Spot ETH and Bitcoin ETFs Post Multi‑Day Inflows as Rate‑Cut Hopes Lift Prices

Spot ETH ETFs inflows and Bitcoin ETF buying have resumed, driven by Fed rate-cut hopes — institutional demand boosts prices but volatility risk remains.

Spot bitcoin (BTC) and spot ether (ETH) ETFs in the U.S. have posted renewed buying interest, with ETF flows and asset prices lifting late-week. On Thursday, U.S. spot Bitcoin ETFs added $552.78 million, marking a fourth consecutive day of inflows — the longest streak since Aug. 28.

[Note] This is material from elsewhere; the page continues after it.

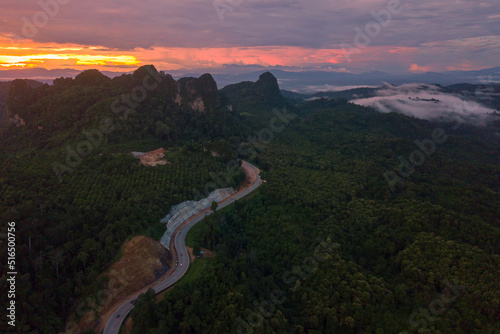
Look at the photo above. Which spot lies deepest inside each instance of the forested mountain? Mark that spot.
(421, 259)
(332, 242)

That inflow run arrives after Wednesday’s notable $757.14 million net intake, the biggest single-day ETF inflow since July 16. Over the same period, spot Ether ETFs reversed a string of outflows: Thursday was the third straight day of inflows after six consecutive days that saw more than $1 billion withdrawn.

The flow momentum tracked gains in the underlying tokens: Bitcoin climbed roughly 3.2% over three days to hover just above $115,000, while Ether rose about 5% to retake the $4,500 level. Traders attributed the uptick to growing expectations that the U.S. Federal Reserve may cut rates at its Sept. 17 meeting — a prospect that typically boosts risk assets.

The inflow streak is notable in historical context: it’s the longest run since Aug. 28 and matches the joint-longest stretch recorded around Aug. 14, when bitcoin briefly exceeded $123,000. Data trackers also flagged Wednesday’s $757.14 million intake as the biggest one-day ETF inflow since mid-July, underscoring renewed institutional momentum.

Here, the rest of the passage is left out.